I believe you want to start with the Ampere-Maxwell equation and consider a "constant" current through a current loop. "constant" will mean that you can drop the $\partial E/\partial t$ term.

Look at Chapter V of Electromagnetism by Slater and Frank (McGraw Hill 1947). Copies of the 1969 edition are selling for \$5.33 and up at Amazon.com.

A quick overview of a derivation, starting with the steady state Ampere-Maxwell equation:

$$\nabla \times \vec{B} = \mu_0 \vec{J}$$

with $\vec{B} = \nabla \times \vec{A}$, and the gauge choice $\nabla \cdot \vec{A} = 0$, with some vector equation manipulation can show:

$$\nabla^2 \vec{A} = -\mu_0 \vec{J}$$

This has the Poisson solution

$$\vec{A} = \frac{\mu_0}{4\pi} \int \frac{\vec{J'}}{\lvert \vec{r} - \vec{r}'\rvert} dV'$$

For this steady state current case, the integral over all space here can be restricted to the current loop. Roughly, speaking with $J' dV' = I \vec{\hat{j}}' dl$, computation of the curl of $\vec{A}$ gives the Biot-Savart law.

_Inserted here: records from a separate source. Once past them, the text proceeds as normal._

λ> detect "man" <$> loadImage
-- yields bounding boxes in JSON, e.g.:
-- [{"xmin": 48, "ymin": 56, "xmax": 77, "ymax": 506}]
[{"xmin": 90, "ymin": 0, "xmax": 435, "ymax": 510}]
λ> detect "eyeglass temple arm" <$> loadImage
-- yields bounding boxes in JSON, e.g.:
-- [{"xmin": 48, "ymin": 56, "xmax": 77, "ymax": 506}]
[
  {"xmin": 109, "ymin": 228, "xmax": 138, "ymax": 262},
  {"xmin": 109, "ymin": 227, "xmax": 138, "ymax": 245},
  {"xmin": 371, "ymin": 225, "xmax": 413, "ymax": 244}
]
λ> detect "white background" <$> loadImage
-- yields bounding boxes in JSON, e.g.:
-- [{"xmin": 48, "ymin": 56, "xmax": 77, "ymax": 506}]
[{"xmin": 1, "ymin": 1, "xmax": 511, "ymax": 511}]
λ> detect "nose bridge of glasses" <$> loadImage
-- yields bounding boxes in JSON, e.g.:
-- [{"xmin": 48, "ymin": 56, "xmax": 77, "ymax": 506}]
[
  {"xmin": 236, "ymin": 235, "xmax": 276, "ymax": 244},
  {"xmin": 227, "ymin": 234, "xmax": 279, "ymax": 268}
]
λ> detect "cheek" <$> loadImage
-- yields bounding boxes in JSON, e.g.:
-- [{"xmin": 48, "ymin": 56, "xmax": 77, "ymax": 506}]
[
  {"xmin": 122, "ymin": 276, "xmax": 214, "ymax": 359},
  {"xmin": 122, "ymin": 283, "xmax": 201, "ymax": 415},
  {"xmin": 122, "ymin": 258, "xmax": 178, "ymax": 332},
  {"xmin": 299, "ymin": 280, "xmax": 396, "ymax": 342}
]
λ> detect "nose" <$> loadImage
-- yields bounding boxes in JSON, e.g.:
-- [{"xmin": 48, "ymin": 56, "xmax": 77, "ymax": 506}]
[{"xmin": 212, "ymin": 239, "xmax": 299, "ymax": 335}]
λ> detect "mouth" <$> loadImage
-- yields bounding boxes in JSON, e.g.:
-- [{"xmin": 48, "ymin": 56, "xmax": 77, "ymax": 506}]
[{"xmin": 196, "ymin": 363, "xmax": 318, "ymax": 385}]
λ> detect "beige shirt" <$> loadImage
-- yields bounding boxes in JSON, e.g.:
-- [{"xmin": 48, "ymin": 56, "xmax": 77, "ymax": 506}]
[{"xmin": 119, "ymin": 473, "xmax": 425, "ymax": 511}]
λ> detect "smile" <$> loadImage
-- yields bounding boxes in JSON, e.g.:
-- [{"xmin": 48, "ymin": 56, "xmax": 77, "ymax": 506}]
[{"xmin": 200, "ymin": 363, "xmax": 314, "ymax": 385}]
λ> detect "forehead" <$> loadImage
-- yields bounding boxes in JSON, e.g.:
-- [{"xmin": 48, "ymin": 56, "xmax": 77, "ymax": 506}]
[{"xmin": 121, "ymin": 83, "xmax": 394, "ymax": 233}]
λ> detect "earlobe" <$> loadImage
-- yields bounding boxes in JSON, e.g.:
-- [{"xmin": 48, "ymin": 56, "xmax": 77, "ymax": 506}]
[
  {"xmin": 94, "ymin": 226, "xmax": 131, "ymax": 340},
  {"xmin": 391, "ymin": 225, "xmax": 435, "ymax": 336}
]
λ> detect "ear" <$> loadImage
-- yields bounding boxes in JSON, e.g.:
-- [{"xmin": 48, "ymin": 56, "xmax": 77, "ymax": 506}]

$$\vec{B} = \frac{\mu_0 I}{4\pi} \int dl' \hat{j}' \times \frac{\vec{r} -\vec{r}'}{{\lvert \vec{r} - \vec{r}'\rvert}^3}$$

Thanks for all the replies so far, so am I right in thinking that the Biot-Savart law applies only when we assume that there is stationary current?
Thanks for the start on that proof, I need to look further into Poisson solutions in Electromagnetism to understand that step.
Thanks once again

so am I right in thinking that the Biot-Savart law applies only when we assume that there is stationary current?

Yes.

ps. Re the Poisson solution. You may actually be familiar with this from electrostatics (subst, \rho, \phi, \epsilon_0, ...)

Cyosis
Homework Helper
Biot-Savart's law is an empirical law, just like Coulomb's law and Newton's law of gravitation. It is from these laws that Ampere's law, Gauss' law and Gauss' law from gravitation are derived. So to derive the law you sort of need a more fundamental law, which is as of yet not known to mankind.